Maps are part of the workbook and are saved with it. The messages that are extracted are stored separately from the workbook as there can be many from a single workbook.
This allows for a much more intuitive way of exchanging data then using the traditional approach with VBA and a (relational) database. If you've ever tried that you will quickly appreciate how XLConnect will save you technical knowledge, effort and room for bugs.
1.
Version control of workbooks and data
The second core feature is strict control over the versions of workbooks and data. Versioning is a bit of a problem in Excel because it depends on the file system. Suppose Alice created a spreadsheet called MySheet.xlsx. She then emails this spreadsheet to Bob. Now both have identical copies of the workbook with the same name. Now Bob makes some changes and presses save. Now both have different versions of a workbook that are both called MySheet.xslx.
This quickly becomes complicated when collaborating in teams. It requires discipline in sticking to naming conventions and making sure you always open the latest version, yet most will have personal experiences where this fell apart under time pressure. Also we will all have seen spreadsheets called 'MySheet v3.2 Final _ Comments Joe.xlsx'. The label 'final' in Excel names rarely means what it says in the dictionary.
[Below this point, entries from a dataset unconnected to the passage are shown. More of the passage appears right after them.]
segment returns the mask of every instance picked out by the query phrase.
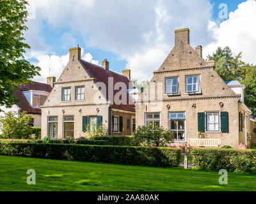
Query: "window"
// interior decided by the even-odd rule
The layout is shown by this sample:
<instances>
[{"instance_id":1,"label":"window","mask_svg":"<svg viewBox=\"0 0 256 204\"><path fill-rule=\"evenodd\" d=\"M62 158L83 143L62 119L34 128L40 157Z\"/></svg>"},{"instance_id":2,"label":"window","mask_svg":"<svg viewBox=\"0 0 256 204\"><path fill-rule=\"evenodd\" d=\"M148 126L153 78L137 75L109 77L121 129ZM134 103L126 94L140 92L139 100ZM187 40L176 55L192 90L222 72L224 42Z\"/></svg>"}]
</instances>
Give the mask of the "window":
<instances>
[{"instance_id":1,"label":"window","mask_svg":"<svg viewBox=\"0 0 256 204\"><path fill-rule=\"evenodd\" d=\"M136 130L136 120L132 119L132 133L135 132Z\"/></svg>"},{"instance_id":2,"label":"window","mask_svg":"<svg viewBox=\"0 0 256 204\"><path fill-rule=\"evenodd\" d=\"M200 76L186 76L186 91L187 93L200 92Z\"/></svg>"},{"instance_id":3,"label":"window","mask_svg":"<svg viewBox=\"0 0 256 204\"><path fill-rule=\"evenodd\" d=\"M114 132L119 132L119 117L114 116Z\"/></svg>"},{"instance_id":4,"label":"window","mask_svg":"<svg viewBox=\"0 0 256 204\"><path fill-rule=\"evenodd\" d=\"M179 78L172 77L165 79L165 93L177 94L179 93Z\"/></svg>"},{"instance_id":5,"label":"window","mask_svg":"<svg viewBox=\"0 0 256 204\"><path fill-rule=\"evenodd\" d=\"M71 101L71 88L62 89L62 101Z\"/></svg>"},{"instance_id":6,"label":"window","mask_svg":"<svg viewBox=\"0 0 256 204\"><path fill-rule=\"evenodd\" d=\"M89 129L90 131L92 132L94 129L97 129L97 117L90 116L89 117Z\"/></svg>"},{"instance_id":7,"label":"window","mask_svg":"<svg viewBox=\"0 0 256 204\"><path fill-rule=\"evenodd\" d=\"M239 112L239 131L240 131L240 133L243 132L243 126L244 126L243 115L241 112Z\"/></svg>"},{"instance_id":8,"label":"window","mask_svg":"<svg viewBox=\"0 0 256 204\"><path fill-rule=\"evenodd\" d=\"M206 131L220 131L220 113L206 113Z\"/></svg>"},{"instance_id":9,"label":"window","mask_svg":"<svg viewBox=\"0 0 256 204\"><path fill-rule=\"evenodd\" d=\"M130 128L131 120L127 119L127 128Z\"/></svg>"},{"instance_id":10,"label":"window","mask_svg":"<svg viewBox=\"0 0 256 204\"><path fill-rule=\"evenodd\" d=\"M76 87L76 100L84 100L84 87Z\"/></svg>"},{"instance_id":11,"label":"window","mask_svg":"<svg viewBox=\"0 0 256 204\"><path fill-rule=\"evenodd\" d=\"M160 126L160 113L146 113L146 126Z\"/></svg>"},{"instance_id":12,"label":"window","mask_svg":"<svg viewBox=\"0 0 256 204\"><path fill-rule=\"evenodd\" d=\"M64 138L74 138L74 116L64 116Z\"/></svg>"},{"instance_id":13,"label":"window","mask_svg":"<svg viewBox=\"0 0 256 204\"><path fill-rule=\"evenodd\" d=\"M175 140L185 141L185 113L169 113L169 128Z\"/></svg>"},{"instance_id":14,"label":"window","mask_svg":"<svg viewBox=\"0 0 256 204\"><path fill-rule=\"evenodd\" d=\"M34 118L30 118L30 121L28 123L28 125L30 127L34 127Z\"/></svg>"},{"instance_id":15,"label":"window","mask_svg":"<svg viewBox=\"0 0 256 204\"><path fill-rule=\"evenodd\" d=\"M58 117L48 117L48 136L51 139L58 138Z\"/></svg>"}]
</instances>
XLConnect allows for a much more strict versioning of both workbooks and data saved in messages.
Versioning Workbooks
Workbooks can be stored on the platform using the Commit command. If you are familiar with source control tools like GIT of SVN you will recognize that word. Commit means saving a particular version of code in such a way that you can always get it back later. XLConnect does the same for your Excel sheets. When you commit a workbook to XLConnect it will do a few things:
- Give that workbook version a unique identifier
- Get an MD5 checksum of that workbook file
- Store which version this version was derived from
- List the changes compared to that previous version in both formulas and VBA
- Store metadata like user, date and comments
All these details are collected and stored automatically (and completely) saving excel developers a lot of laborious work.
Versioning Data
When producing data with Excel, using correct inputs is as important as using the right transformations (workbooks). XLConnect puts data in the Database that provides the same controls as with workbooks.
For every message, metadata is stored about
- who produced it
- when
- from which workbook
- which messages were used as inputs to that workbook
- who approved it
All this logged automatically. With a relational database like Access or SQL Server you would have to program these features into every table that is created which is a lot of repetitive work. With XLConnect these features come out of the box allowing you to quickly build applications that already tick all the compliance boxes without you having to worry about it.
Data Lineage
Every message keeps track of which workbook and other messages were used to produce it. For these messages the same is stored all the way to the first input. XLConnect allows you to navigate this chain intuitively to always understand which data was used in a particular report. The same goes for the workbooks, you can drill through all the versions to understand which changes were made and when. These two lineages combine to paint the complete picture of how a particular message was produced. This is very useful for audit purposes.
Mutable vs Immutable
When you approve a particular piece of information, you do not want people to be able to change it afterwards. The same goes for drilling through the lineage described above, that only reproduces the correct picture when data is not changed. Therefore Messages (MessageVersions to be precise) are immutable. They can written only once, after that they cannot be changed.
In practical applications however one needs to change data for all sorts of reasons. When that is required, you write a new message version to the MessageHeader, which effectively is a stack of MessageVerions. If you look at a message header and don't specify anything, you will see the last written message on top of the stack. But older versions are always available. This way the data appears to be mutable for practical applications, but the audit and lineage functions will also work. This same principle applies to workbooks. For more detail how headers and versions are used please refer to chapter 11 – Headers and Versions.
1.
Workflow, Enterprise models and process automation
The third feature is creating and automating workflows, and modelling larger structures out of connected messages. \<\< More on this later, most features not completely ready yet \>\>
1.
External Connections (API's, Databases)
The fourth pillar of XLConnect is the ability to communicate with external systems through REST API's or ODBC connections.
XLConnect itself is built upon REST API's that communicate JSON, this way of building cloud API's is a widely used standard for building API's. This makes it very natural to connect to REST API's created by others to pull in data for your workflows.
For instance you can pull in data about stocks, interest rates, weather or credit scores, to name but a few. The amount of data that is available through REST API's in enormous and can now be used in workflows with a few clicks.
Alternatively, data can also be written to systems that support REST API's, this includes systems like SAP, Navision, Salesforce. This connection also works two ways: XLConnect can call the systems, but these systems can also call XLConnect to retrieve data or call workbooks. This way XLConnect can be used to quickly build workflows that can be integrated into these systems. Excel is a much more productive tool to create computations in than those platforms, combining the two combines the best of both worlds.
If on premise systems do not yet provide REST API's, XLConnect also supports querying databases with parameterized SQL statements through ODBC connections. This can pull in data from these systems for reporting or other purposes.